Microsatellite instability (MSI) has leaped to the forefront of cancer molecular diagnosis ever since the Food and Drug Administration (FDA) approved pembrolizumab for treating mismatch repair-deficient (dMMR)/MSI-high (MSI-H) advanced solid tumors.1 2 Most frequently observed in colorectal and endometrial carcinomas, MSI has long been utilized to screen for Lynch syndrome and was also demonstrated to have prognostic relevance since patients with stage II colorectal cancer (CRC) with an MSI-H phenotype have a favorable prognosis and may not benefit from 5-fluorouracil-based adjuvant therapy.3–6 Given its clinical implications, MSI/MMR testing is nowadays recommended by the National Comprehensive Cancer Network (NCCN) guidelines for multiple cancer types.7–9
At present, MSI/MMR status is most commonly determined using immunohistochemistry (IHC) or polymerase chain reaction (PCR). IHC involves staining for the MMR proteins (MLH1, MSH2, MSH6, and PMS2) while PCR analyzes five to seven highly conserved microsatellite markers.10 11 However, IHC and PCR only correlate in approximately 90% of cases since an isolated loss of MMR protein expression may not lead to elevated microsatellite alterations and conversely, positive staining may result from retained antigenicity of non-functional MMR proteins and thus does not necessarily imply a microsatellite stable (MSS) status.12–14 Moreover, there exists significant inter-laboratory and intra-laboratory variability since the precision of IHC relies heavily on the antibodies used and the pathologists’ expertise.15 PCR-based detection may also have limited sensitivity in certain cancer types because most panels only cover a handful of MSI loci and were primarily developed for CRC.16
Over the last decade, a number of next generation sequencing (NGS)-based algorithms have been developed to characterize MSI from tissue samples.17–21 Nevertheless, their widespread application face the challenge of tissue availability, especially for patients with metastatic disease, where invasive tissue procurement is strongly contraindicated. In this regard, blood-based testing represents a viable alternative. To date, several blood-based MSI (bMSI) detection methods have been proposed, but each had some caveats.22–24 Primarily developed in early stage CRC, the bMSISEA (blood MSI signature enrichment analysis) algorithm only incorporated eight microsatellite markers and was never evaluated for its ability to guide immunotherapy. Georgiadis et al 23 also only included five markers from the pentaplex panel and they arbitrarily used the tissue-derived MSI-H cut-off value to define bMSI-H. Willis et al 22 used simulated data or contrived samples for both model construction and analytical validation, rendering the clinical applicability of their model questionable. Neither did they include patients with blood microsatellite stable (bMSS) in the clinical validation cohort for between-arm comparison.

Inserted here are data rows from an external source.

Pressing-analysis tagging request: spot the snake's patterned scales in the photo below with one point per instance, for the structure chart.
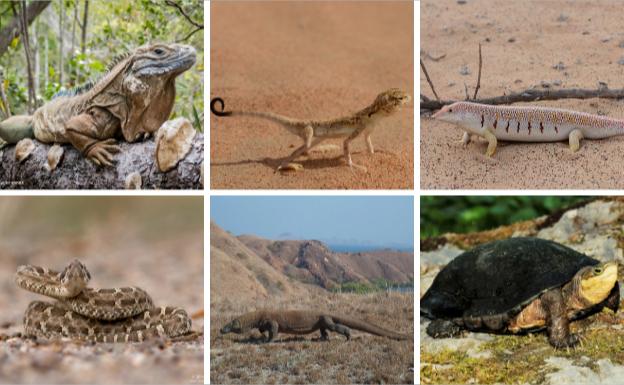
(124, 314)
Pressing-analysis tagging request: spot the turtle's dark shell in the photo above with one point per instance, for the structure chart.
(500, 278)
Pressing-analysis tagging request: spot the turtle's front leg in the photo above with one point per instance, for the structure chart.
(558, 325)
(83, 132)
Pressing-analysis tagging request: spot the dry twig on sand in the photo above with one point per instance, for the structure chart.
(528, 95)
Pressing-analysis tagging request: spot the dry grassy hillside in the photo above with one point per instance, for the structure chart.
(312, 261)
(241, 282)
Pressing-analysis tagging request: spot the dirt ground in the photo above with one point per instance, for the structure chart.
(524, 43)
(123, 241)
(365, 359)
(309, 60)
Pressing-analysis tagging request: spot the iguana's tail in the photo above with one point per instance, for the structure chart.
(17, 128)
(369, 328)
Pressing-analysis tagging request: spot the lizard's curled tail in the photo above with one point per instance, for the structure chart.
(214, 110)
(17, 128)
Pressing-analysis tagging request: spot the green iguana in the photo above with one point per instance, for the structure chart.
(135, 96)
(303, 322)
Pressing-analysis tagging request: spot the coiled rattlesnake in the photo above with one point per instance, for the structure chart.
(124, 314)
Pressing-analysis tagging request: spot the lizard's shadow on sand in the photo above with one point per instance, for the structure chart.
(306, 162)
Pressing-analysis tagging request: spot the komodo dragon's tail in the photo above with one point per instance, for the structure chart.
(369, 328)
(17, 128)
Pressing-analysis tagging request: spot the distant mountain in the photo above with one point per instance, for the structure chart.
(312, 261)
(239, 275)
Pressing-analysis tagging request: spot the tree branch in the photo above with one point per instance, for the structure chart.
(531, 95)
(76, 172)
(172, 3)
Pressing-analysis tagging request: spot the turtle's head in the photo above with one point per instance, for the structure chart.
(75, 277)
(596, 282)
(162, 60)
(392, 100)
(234, 326)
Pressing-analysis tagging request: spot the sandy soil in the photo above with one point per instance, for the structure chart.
(522, 43)
(123, 241)
(309, 60)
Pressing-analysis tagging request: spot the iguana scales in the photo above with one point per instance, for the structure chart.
(135, 96)
(303, 322)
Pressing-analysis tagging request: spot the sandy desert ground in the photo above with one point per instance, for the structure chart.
(309, 60)
(525, 44)
(123, 241)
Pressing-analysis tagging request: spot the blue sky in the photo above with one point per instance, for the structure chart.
(366, 221)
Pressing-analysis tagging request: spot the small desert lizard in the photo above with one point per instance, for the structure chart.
(527, 124)
(314, 132)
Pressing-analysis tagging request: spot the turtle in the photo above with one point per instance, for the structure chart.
(518, 286)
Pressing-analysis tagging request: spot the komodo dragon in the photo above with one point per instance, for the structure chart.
(135, 96)
(303, 322)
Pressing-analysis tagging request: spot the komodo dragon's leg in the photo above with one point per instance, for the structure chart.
(83, 133)
(491, 138)
(328, 323)
(575, 139)
(347, 149)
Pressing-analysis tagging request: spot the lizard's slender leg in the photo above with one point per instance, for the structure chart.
(491, 142)
(298, 152)
(575, 139)
(347, 149)
(369, 143)
(465, 138)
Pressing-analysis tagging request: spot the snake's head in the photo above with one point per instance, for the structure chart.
(75, 277)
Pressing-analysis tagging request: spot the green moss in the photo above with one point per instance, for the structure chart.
(519, 359)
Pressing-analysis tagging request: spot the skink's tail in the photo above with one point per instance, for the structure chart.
(214, 110)
(17, 128)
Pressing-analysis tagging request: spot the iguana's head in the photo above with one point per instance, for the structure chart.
(162, 60)
(391, 101)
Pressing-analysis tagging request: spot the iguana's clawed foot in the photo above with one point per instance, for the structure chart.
(102, 152)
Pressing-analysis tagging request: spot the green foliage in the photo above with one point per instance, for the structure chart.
(462, 214)
(114, 27)
(377, 284)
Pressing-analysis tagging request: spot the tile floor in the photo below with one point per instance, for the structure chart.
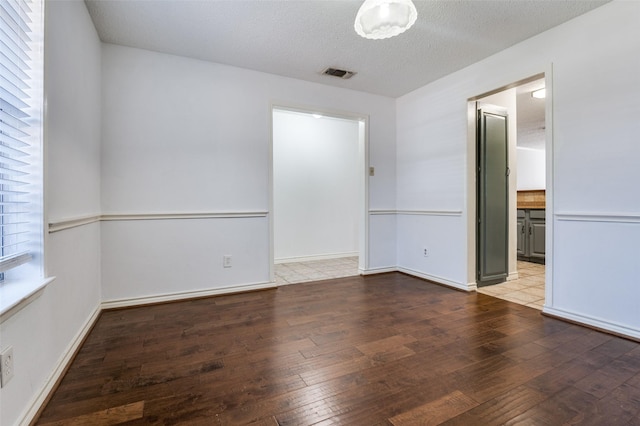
(299, 272)
(528, 290)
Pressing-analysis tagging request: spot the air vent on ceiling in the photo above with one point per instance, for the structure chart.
(335, 72)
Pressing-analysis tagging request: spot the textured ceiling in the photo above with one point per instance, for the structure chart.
(299, 39)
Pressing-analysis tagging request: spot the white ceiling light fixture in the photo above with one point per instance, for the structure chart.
(379, 19)
(539, 94)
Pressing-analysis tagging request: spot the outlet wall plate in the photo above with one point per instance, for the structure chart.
(6, 366)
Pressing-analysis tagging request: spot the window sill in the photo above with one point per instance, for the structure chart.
(15, 295)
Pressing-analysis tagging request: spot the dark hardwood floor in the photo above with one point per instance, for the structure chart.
(378, 350)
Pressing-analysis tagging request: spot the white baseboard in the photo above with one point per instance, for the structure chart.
(436, 279)
(172, 297)
(373, 271)
(60, 367)
(316, 257)
(593, 322)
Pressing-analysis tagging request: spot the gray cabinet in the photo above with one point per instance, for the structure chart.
(531, 235)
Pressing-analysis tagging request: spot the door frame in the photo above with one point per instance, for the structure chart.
(471, 197)
(363, 160)
(481, 108)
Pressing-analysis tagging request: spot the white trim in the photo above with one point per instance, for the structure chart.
(593, 322)
(382, 212)
(185, 295)
(297, 259)
(67, 357)
(598, 217)
(15, 295)
(374, 271)
(430, 212)
(439, 280)
(181, 215)
(417, 212)
(63, 224)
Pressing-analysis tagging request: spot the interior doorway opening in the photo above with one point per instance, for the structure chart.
(318, 195)
(528, 194)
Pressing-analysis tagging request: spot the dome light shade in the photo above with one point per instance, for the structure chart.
(378, 19)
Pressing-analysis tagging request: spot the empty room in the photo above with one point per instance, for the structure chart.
(151, 274)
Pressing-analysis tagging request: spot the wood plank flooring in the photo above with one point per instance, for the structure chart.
(380, 350)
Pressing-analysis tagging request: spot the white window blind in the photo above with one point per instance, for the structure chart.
(16, 129)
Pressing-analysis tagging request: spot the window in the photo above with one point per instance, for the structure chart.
(20, 135)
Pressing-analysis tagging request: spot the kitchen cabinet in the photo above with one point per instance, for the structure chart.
(531, 235)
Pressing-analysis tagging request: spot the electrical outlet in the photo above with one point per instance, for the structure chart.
(6, 365)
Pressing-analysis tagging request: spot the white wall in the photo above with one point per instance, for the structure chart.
(316, 185)
(43, 331)
(186, 136)
(531, 169)
(595, 127)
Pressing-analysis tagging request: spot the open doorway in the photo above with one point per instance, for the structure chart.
(524, 282)
(317, 203)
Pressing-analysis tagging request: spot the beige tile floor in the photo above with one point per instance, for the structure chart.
(299, 272)
(527, 290)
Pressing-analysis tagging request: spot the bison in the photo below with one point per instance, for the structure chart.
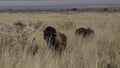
(55, 40)
(84, 32)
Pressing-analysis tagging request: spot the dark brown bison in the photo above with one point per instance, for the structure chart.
(84, 32)
(55, 39)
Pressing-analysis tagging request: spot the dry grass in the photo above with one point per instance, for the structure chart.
(18, 45)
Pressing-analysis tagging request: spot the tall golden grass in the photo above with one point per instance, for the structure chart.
(17, 45)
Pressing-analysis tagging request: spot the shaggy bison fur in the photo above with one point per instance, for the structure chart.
(55, 39)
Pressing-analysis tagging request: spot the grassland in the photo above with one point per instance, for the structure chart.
(17, 43)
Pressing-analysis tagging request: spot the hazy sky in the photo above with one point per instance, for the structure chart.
(54, 3)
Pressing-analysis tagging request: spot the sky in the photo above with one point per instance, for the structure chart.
(56, 3)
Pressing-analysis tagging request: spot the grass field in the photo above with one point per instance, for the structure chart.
(17, 44)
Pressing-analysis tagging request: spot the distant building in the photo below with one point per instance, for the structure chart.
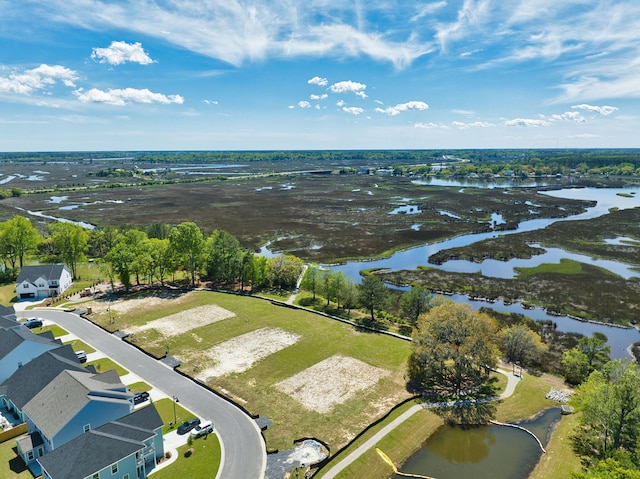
(43, 281)
(129, 447)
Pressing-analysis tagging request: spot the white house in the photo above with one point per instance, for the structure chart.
(42, 281)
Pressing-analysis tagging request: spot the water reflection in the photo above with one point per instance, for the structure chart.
(485, 452)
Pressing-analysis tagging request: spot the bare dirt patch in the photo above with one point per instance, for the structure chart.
(184, 321)
(240, 353)
(126, 306)
(331, 382)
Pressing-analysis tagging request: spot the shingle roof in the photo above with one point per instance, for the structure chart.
(87, 454)
(12, 338)
(47, 271)
(31, 378)
(67, 394)
(108, 444)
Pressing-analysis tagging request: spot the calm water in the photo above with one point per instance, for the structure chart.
(486, 452)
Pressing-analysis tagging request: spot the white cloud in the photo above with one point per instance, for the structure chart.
(121, 97)
(410, 105)
(569, 116)
(354, 110)
(603, 110)
(122, 52)
(26, 82)
(318, 81)
(476, 124)
(526, 122)
(348, 86)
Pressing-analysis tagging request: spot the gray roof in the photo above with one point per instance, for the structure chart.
(7, 312)
(68, 393)
(108, 444)
(47, 271)
(87, 454)
(31, 378)
(10, 339)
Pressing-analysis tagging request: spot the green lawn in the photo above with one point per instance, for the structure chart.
(203, 462)
(11, 465)
(79, 345)
(319, 339)
(54, 328)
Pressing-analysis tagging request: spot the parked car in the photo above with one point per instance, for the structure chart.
(188, 425)
(82, 356)
(33, 323)
(202, 429)
(139, 398)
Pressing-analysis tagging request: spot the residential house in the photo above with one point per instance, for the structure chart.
(127, 448)
(42, 281)
(19, 345)
(73, 403)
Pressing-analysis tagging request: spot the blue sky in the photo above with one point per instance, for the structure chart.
(318, 74)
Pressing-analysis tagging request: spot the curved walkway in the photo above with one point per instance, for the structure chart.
(512, 381)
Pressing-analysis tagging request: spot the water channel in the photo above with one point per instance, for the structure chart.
(483, 452)
(607, 198)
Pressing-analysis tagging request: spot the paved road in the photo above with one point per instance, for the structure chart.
(244, 454)
(512, 381)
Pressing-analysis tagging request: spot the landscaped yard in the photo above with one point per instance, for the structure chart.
(266, 384)
(203, 461)
(11, 465)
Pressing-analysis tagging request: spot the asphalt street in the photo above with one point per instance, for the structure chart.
(244, 454)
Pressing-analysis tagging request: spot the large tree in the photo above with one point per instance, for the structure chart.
(415, 302)
(520, 344)
(71, 242)
(453, 350)
(188, 242)
(373, 295)
(610, 404)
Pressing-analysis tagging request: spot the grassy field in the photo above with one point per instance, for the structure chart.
(527, 401)
(204, 461)
(255, 388)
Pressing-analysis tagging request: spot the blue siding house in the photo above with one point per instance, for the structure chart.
(128, 448)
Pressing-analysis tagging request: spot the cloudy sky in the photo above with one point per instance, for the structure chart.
(318, 74)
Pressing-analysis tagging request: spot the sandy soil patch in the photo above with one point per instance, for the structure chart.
(240, 353)
(331, 382)
(184, 321)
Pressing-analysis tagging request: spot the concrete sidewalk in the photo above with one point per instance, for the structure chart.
(512, 382)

In this study, we sought to develop a bMSI detection strategy where both panel design and validation were performed using clinical blood samples. The predictive value of bMSI in response to immune checkpoint blockade (ICB) therapy was evaluated among 60 patients with advanced gastrointestinal cancer. Blood tumor mutational burden (bTMB) was also assessed as a complementary approach to inform ICB treatment. The pan-cancer landscape of bMSI was interrogated across 18 cancer types comprizing 5138 solid tumors to gain more insight into the population that may potentially benefit from bMSI testing and hence ICB treatment.
Samples and patients
Microsatellite loci were initially selected according to the whole exome sequencing (WES) data of 10 advanced CRC blood samples. Algorithm development was conducted using blood samples from 20 MSI-H and 100 MSS patients with gastrointestinal cancer (figure 1). Technical validation was performed in an independent cohort comprizing blood samples from 40 MSI-H and 209 MSS patients with advanced gastrointestinal cancer. For both algorithm development and technical validation, samples were obtained from Peking University Cancer Hospital Biobank. They were eligible if they had a confirmed pathological diagnosis of gastrointestinal cancer and available orthogonal tissue MSI (tMSI) results as characterized by PCR of the pentaplex panel.25 The MSI-H cell line SW48 and the MSS cell line HT55 were used to determine the limit of detection (LOD).26 Patients with advanced gastrointestinal cancer who received ICB treatment at Peking University Cancer Hospital from February 2016 until January 2020 were retrospectively enrolled for clinical validation. Patients were eligible if baseline blood samples were collected for circulating tumor DNA (ctDNA) sequencing within 2 weeks prior to ICB treatment using a panel targeting the 100 selected MSI loci and the exons of 150 cancer-related genes.27 The pan-cancer prevalence of bMSI-H was assessed among 5138 advanced tumors of 18 cancer types that were subjected to bMSI characterization using the same panel as part of routine clinical care (online supplemental table S1).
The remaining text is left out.